Fletcher went on to say that she and Horn, as well as the other members of the team love dogs and helping people.
“I think Horn started out training duck dogs as a teenager. I started out just because my dad was a police officer and because it’s always been something I wanted to do,” said Fletcher. “I later found out that I didn’t much like the K-9 aspect of it, but because I work as an EMS, I liked the search and rescue aspect of it and it blossomed from there.”
Horn said he got his start approximately 20 years ago, when he trained under a gentleman by the name of Andy Redman, who was with the Connecticut State Police and was responsible for the first cadaver dog program in the United States.
“After training under him and a few other people I brought all the knowledge back and used it teach people here in the St.
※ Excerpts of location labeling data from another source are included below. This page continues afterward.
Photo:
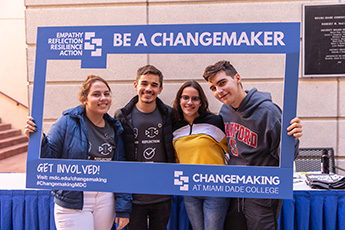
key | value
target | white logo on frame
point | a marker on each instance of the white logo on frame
(151, 132)
(181, 180)
(94, 44)
(149, 153)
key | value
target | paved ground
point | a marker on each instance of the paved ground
(16, 164)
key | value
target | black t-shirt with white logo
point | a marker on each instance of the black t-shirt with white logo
(101, 141)
(149, 145)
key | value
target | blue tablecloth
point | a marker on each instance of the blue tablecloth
(312, 210)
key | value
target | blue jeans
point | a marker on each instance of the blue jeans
(206, 212)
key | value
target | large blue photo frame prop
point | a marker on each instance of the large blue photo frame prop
(92, 44)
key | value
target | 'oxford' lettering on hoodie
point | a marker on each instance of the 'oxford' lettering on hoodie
(241, 133)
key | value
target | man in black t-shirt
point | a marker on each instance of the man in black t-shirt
(147, 123)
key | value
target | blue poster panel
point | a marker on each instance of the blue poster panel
(92, 45)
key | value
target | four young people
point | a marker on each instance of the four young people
(153, 132)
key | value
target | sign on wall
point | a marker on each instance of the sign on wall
(324, 40)
(92, 45)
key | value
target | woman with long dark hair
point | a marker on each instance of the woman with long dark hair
(199, 138)
(87, 132)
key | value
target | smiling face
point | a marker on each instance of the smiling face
(148, 88)
(226, 89)
(98, 100)
(190, 103)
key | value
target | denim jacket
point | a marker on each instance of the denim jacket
(68, 139)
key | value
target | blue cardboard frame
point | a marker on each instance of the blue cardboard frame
(92, 44)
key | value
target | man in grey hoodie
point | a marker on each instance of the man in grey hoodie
(253, 126)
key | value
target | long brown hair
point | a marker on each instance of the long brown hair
(178, 113)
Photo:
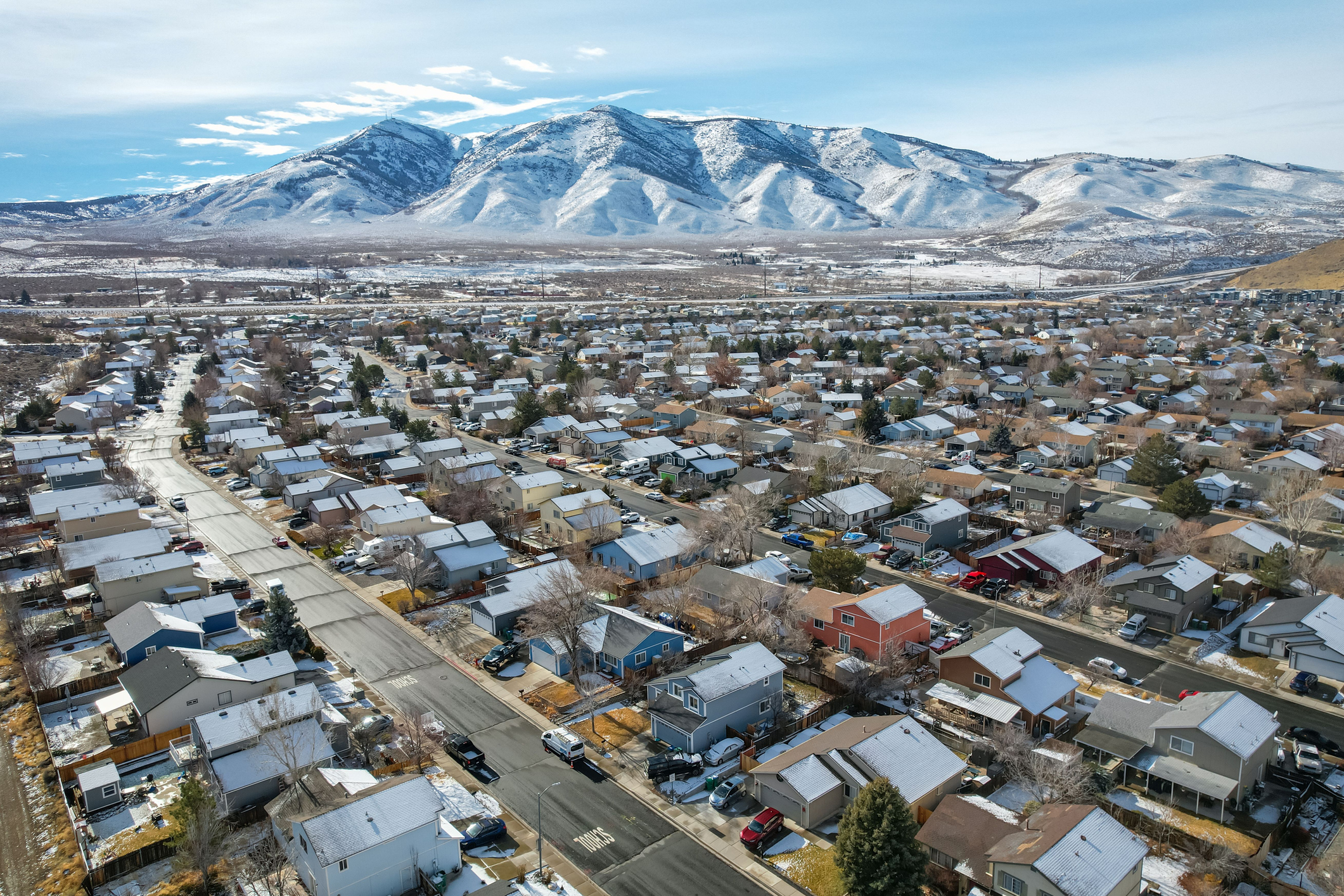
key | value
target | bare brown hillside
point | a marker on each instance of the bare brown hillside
(1320, 267)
Louis area,” said Horn. “I had a dream of having a rescue dog in every fire station in St. Louis and now over a dozen places using these types of dogs. If a building collapses or they get a house that burns down and they can’t find people in it, the dog goes right in, finds them and firefighters get them out. It’s grown tremendously over the years and the training never stops.”
Horn went on to say how these animals never cease to amaze him with what they can do with their nose. Plus, he said it’s also kind of fun.
“There are two kinds of alerts with dogs. If a regular dog came up to you right now, how would he greet you? He would lick your hand. It’s the same thing; it’s a natural alert. Now the trained alert is what we have to use if we are ever summoned to testify in court,” explained Horn. “Now there is a difference between training an animal using dead animals and people. We as humans, because we’re trained that way, can tell you that if there were two things laid out in front of you, blindfolded, we could tell you the difference.”
According to Horn, these dogs will actually avoid dead animals because they’ve been trained not to do anything with a dead animal. One example Fletcher gave was the tornado that took place in Joplin.
“There was so much rotten meat, dead animals, everything, but they would only find the human. So there is a distinct difference and these dogs know the differences,” said Fletcher. “Not all dog teams train as well. We have a set of standards we certify under, but we will train above that just so we know when the dog comes time to certify, that they will pass.”
Horn added it’s a piece of cake for them because they train harder than they’re supposed to.
So how does one find a person lost in water? According to Horn, the scent still comes out of the water and they are trained to find the scent, whether in the water or above the water. If standing near the bank of the water, the dog will run around the bank and as soon as they catch the smell of the person, they will go out to the source of the smell and swim a circle over the top of it. When in a boat, doing a grid, the dog will hit their paw on the boat; some will get so excited that will actually bail out and try to swim over the top of it. You may even see them trying to bite the water, which is another indication and it depends on the dog.
When looking for a missing person the trainers will use a play method. By finding the person the dog learns that it will get to play a game, such as tug of war. This gives the dog more of an incentive to do their job. After they become certified, they will stay in the spot, where the person was located and bark until the trainer arrives; this is a method used by air scent dogs.
The dogs seen on TV smelling a rag or something belonging to a person are called scent discriminative dogs, such as bloodhounds. These dogs can take a scent article, like that off of a shirt, shoe, a car door, or whatever. They will smell it and off they go. However, one myth to be corrected is that when a person sees the bad guy running away on TV and the dog is chasing and barking is a fallacy. According to Horn, the bad guy would not hear the dog, until it finds its person.
“You have no clue that they are coming to get you,” said Horn. “They work methodically and the bloodhounds may be better in some parts because they take all those wrinkles and those ears and kind of filters the smells off the ground.”
Although they may not have their own reality show, the work of a search and rescue team is essential for the success of finding missing people.